# Data Preprocessing
1. Import Libraries and download data
2. Scale training and test data using training data parameters to ensure no data leakage
3. Creates Sequences for training
4. Utilise Encoder-Decoder Network to reduce dimensionality of data to reduce overfitting

In [None]:
random_state = 1
import numpy as np
import pandas as pd
import matplotlib.pyplot as plt
from sklearn.preprocessing import StandardScaler
from sklearn.metrics import mean_squared_error, mean_absolute_error
from tensorflow.keras.models import Model, load_model
from tensorflow.keras.layers import Input, LSTM, Dense, Layer, Dropout, BatchNormalization, Bidirectional, TimeDistributed
from tensorflow.keras.optimizers import AdamW, SGD
from tensorflow.keras.regularizers import l2
from tensorflow.keras.callbacks import EarlyStopping
from tensorflow.keras.losses import MAE

In [None]:
# Read dataset and set index to datetime for plotting purposes
data = pd.read_csv("/kaggle/input/eth-all/ETH_return2.csv")
data["timestamp"] = pd.to_datetime(data["timestamp"])
data.set_index("timestamp", inplace=True)


# Scale data using train parameters to ensure no data leakage
split = int(len(data) * 0.8)
train, test = data[:split], data[split:]
scaler = StandardScaler()
train_scaled = scaler.fit_transform(train)
test_scaled = scaler.transform(test)
scaled_data = np.vstack((train_scaled, test_scaled))



# Create Sequences
column_index = data.columns.get_loc('close')
predict_value = 24
SEQ_LENGTH = 24
def create_sequences(data, seq_length):
    X, Y = [], []
    for i in range(len(data) - seq_length - predict_value):  
        x = data[i:i + seq_length]
        y = data[i + seq_length + predict_value, column_index]  
        X.append(x)
        Y.append(y)
    return np.array(X), np.array(Y)
X, y = create_sequences(scaled_data, SEQ_LENGTH)


split = int(0.8 * len(X))
X_train, X_test = X[:split], X[split:]
y_train, y_test = y[:split], y[split:]

# Auto-Encoder

In [None]:
# Encoder - Decoder
dropout_rate = 0.2
activation = "tanh"
LSTM_units = 350
learning_rate = 0.1

input_layer = Input(shape=(X.shape[1], X.shape[2]))
encoded = LSTM(LSTM_units, activation=activation, return_sequences=True)(input_layer)
encoded = LSTM(4, activation=activation, return_sequences=True)(encoded)
decoded = LSTM(LSTM_units, return_sequences=True, activation=activation)(encoded)
decoded = Dropout(dropout_rate)(decoded)
decoded = TimeDistributed(Dense(X.shape[2]))(decoded)

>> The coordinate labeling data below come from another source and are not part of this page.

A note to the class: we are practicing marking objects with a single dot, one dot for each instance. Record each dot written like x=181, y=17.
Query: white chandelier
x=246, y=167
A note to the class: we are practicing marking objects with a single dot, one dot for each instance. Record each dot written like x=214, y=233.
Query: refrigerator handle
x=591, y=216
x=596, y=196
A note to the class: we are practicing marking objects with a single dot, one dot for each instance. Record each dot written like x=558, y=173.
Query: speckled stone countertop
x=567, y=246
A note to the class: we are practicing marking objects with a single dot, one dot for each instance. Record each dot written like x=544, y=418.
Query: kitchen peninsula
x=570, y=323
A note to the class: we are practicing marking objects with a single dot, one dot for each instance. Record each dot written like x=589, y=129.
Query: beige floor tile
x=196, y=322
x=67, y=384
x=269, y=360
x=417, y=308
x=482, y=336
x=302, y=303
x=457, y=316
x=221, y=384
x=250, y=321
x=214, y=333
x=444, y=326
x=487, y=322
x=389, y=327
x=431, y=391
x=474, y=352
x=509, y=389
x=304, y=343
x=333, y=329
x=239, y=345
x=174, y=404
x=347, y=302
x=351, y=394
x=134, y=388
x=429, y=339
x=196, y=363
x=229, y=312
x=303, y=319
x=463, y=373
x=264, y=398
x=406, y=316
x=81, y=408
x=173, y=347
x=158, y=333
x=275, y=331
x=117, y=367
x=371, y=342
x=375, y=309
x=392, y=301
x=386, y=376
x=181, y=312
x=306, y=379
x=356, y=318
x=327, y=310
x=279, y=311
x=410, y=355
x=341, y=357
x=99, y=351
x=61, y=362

autoencoder = Model(input_layer, decoded)
autoencoder.compile(optimizer=SGD(learning_rate=learning_rate, momentum=0.5), loss=MAE)
early_stopping = EarlyStopping(monitor='val_loss', patience=10, restore_best_weights=True)
history = autoencoder.fit(X, X, epochs=100, batch_size=128, validation_split=0.2, callbacks = [early_stopping])

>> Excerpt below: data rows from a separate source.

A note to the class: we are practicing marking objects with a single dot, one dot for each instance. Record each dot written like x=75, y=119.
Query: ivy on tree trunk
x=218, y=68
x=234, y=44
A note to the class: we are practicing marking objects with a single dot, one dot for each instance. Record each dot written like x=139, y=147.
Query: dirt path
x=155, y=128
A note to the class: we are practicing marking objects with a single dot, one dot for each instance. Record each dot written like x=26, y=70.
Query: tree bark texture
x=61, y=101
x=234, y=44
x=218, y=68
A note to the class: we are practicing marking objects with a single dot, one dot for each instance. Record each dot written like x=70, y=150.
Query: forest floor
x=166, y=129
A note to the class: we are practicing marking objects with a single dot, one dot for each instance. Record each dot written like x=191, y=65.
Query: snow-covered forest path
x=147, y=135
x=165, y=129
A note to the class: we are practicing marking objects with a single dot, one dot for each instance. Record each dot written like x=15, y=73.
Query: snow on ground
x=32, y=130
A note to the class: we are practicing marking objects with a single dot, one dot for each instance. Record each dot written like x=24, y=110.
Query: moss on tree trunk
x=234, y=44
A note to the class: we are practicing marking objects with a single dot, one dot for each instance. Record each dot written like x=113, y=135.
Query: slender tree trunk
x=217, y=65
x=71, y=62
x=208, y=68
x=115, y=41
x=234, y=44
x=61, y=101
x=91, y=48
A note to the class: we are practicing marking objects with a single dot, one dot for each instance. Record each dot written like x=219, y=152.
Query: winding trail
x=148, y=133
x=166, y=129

encoder = Model(input_layer, encoded)
encoded_data = encoder.predict(X)


# Testing performance of encoder
reconstructed_sequences = autoencoder.predict(X)
mse = np.mean(np.power(X - reconstructed_sequences, 2), axis=(1, 2))
print(f'Mean Squared Error: {np.mean(mse)}')

# Forecasting Model

In [None]:
split = int(len(encoded_data) * 0.8)
encoded_X_train, encoded_X_test = encoded_data[:split], encoded_data[split:]

lstm_units = 12
dropout_rate = 0.1
dense_units = 128
learning_rate = 0.001
weight_decay = 0.01
regularizer = 0.00001
num_layers = 2
activation = 'tanh'

input_seq = Input(shape=(SEQ_LENGTH, encoded_X_train.shape[2]))
for _ in range(num_layers):
    x = Bidirectional(LSTM(lstm_units, return_sequences=True, kernel_regularizer=l2(weight_decay), recurrent_regularizer=l2(regularizer)))(input_seq)
    x = Dropout(dropout_rate)(x)

x = Bidirectional(LSTM(lstm_units, return_sequences=False, kernel_regularizer=l2(weight_decay), recurrent_regularizer=l2(regularizer)))(x)
x = Dropout(dropout_rate)(x)
x = BatchNormalization()(x) 
x = Dropout(dropout_rate)(x)
output = Dense(1)(x)

model = Model(inputs=input_seq, outputs=output)
model.compile(optimizer=SGD(learning_rate=learning_rate, momentum=0.9), loss=MAE)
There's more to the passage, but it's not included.